Costa no seu labirinto

Já todos percebemos que António Costa vive numa encruzilhada difícil: é fundamental que nos convença de que pode fazer diferente e melhor, mas também precisa de nos demonstrar como as suas propostas são realistas e não abrirão a porta ao descontrolo financeiro de outros tempos.

O memorando dos economistas foi uma excelente iniciativa. Embora a grande maioria dos portugueses não compreenda os pormenores com que economistas e politólogos de serviço nos invadem no quotidiano televisivo, ficou claro para todos que Costa tem uma margem de manobra muito estreita. Fazer diferente e melhor será diminuir o impacto da austeridade, sem deixar por completo de a praticar. Se economistas de prestígio nos demonstram ser possível devolver algum poder de compra aos cidadãos e reanimar a economia, também se percebeu que alguma austeridade e contenção nos gastos públicos são cruciais para o futuro do país. É por isso que o memorando foi uma saudável demonstração de um bom contributo técnico para um programa político, ao clarificar como as frases gritadas nos comícios de “Fim à austeridade!” não passam o teste da realidade que um programa de governo sempre implica.

Costa tem de compreender depressa que aqueles que o apoiam nas reuniões partidárias pelo país fora representam apenas o entusiasmo militante, misturado com muita gente que só aspira a um lugar de protagonismo partidário. Essas pessoas não compreendem a sua encruzilhada, são apenas críticos do governo por tradição. Noutros locais, contudo, não faltam os verdadeiros apoiantes: todos aqueles que sofreram na pele a política de destruição do emprego ou viveram a diminuição dos apoios sociais que caracterizaram a prática da coligação no poder.

As preocupações dos portugueses não são o cenário macroeconómico, os jogos partidários ou os discursos dos deputados. Centram-se no desemprego, na educação e no futuro de filhos e netos, na protecção dos idosos e das crianças, no acesso mais rápido ao Serviço Nacional de Saúde, nas condições de habitação e na rapidez e menor custo dos transportes. É sobre estas questões que António Costa tem de falar diferente, sem fazer promessas avulso e sem acenar com resultados que não pode garantir à partida. Já todos percebemos como a nossa economia está dependente da Europa e não temos possibilidade de caminhar sozinhos, como o caso da Grécia exemplarmente demonstra.

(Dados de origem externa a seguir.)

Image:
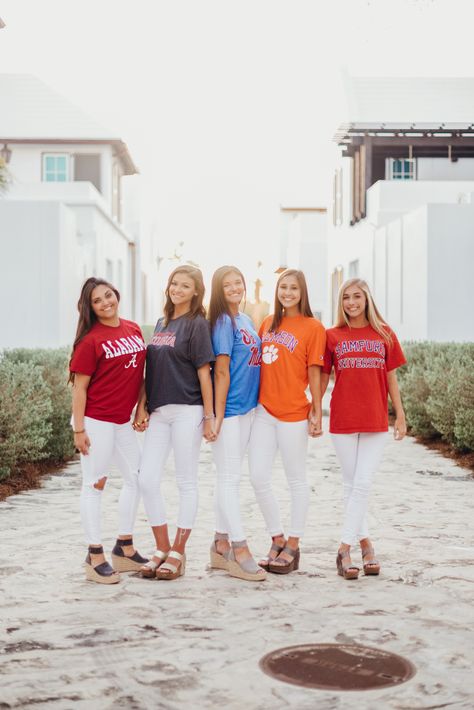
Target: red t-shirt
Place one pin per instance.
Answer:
(114, 357)
(361, 360)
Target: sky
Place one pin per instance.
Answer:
(228, 107)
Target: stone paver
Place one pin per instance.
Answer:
(196, 642)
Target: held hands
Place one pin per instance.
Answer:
(82, 443)
(140, 422)
(315, 426)
(399, 427)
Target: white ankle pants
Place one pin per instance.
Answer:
(359, 456)
(229, 451)
(177, 427)
(291, 438)
(110, 443)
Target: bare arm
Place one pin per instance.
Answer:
(400, 427)
(204, 374)
(316, 412)
(221, 387)
(79, 399)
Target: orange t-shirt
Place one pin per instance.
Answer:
(286, 355)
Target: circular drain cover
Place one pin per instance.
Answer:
(334, 666)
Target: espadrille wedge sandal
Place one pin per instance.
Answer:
(101, 573)
(169, 571)
(149, 569)
(122, 563)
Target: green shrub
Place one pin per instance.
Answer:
(54, 370)
(25, 412)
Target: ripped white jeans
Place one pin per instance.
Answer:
(110, 444)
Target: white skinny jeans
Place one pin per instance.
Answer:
(229, 451)
(177, 427)
(291, 438)
(110, 443)
(359, 456)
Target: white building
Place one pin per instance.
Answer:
(61, 220)
(403, 203)
(303, 245)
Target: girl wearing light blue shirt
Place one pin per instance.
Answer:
(236, 382)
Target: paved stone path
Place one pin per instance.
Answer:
(196, 643)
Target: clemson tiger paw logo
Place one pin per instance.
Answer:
(269, 354)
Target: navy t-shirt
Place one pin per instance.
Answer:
(175, 353)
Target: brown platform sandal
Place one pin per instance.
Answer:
(372, 567)
(219, 560)
(101, 573)
(288, 567)
(173, 572)
(266, 561)
(122, 563)
(148, 570)
(348, 571)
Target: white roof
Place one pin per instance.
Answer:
(409, 100)
(31, 109)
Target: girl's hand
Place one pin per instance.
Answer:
(140, 422)
(209, 430)
(315, 426)
(82, 443)
(399, 427)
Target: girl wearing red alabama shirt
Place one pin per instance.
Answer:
(365, 354)
(107, 373)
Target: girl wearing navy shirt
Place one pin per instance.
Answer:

Costa caminha num desfiladeiro estreito, de um lado cercado por uma extrema-esquerda irrealista porque longe do poder, do outro rodeado por uma direita que se organiza cada vez melhor à volta de um discurso simples, mas eficaz: “Nós herdámos a bancarrota, equilibrámos as contas e não podemos dar o poder àqueles que nos conduziram à necessidade de apoio externo.” Com a prisão de Sócrates a surgir como uma sombra nesse caminho apertado, Costa necessita de toda a sua argúcia e experiência política para conseguir uma vitória folgada, que permita a necessária negociação para um governo estável.

Torna-se cada vez mais necessário ouvir, depois dos economistas, pessoas com prestígio na Educação, na Saúde e na Justiça, capazes de inspirar um programa diferente mas realista, em que o respeito pelas pessoas em dificuldades ocupe de facto o primeiro plano, sem regresso ao despesismo de outrora.

Para todos aqueles que aspiram ao fim do constrangimento penoso que nos asfixiou nestes últimos quatro anos, impõe-se um movimento cívico que guie Costa no seu labirinto e o conduza à vitória.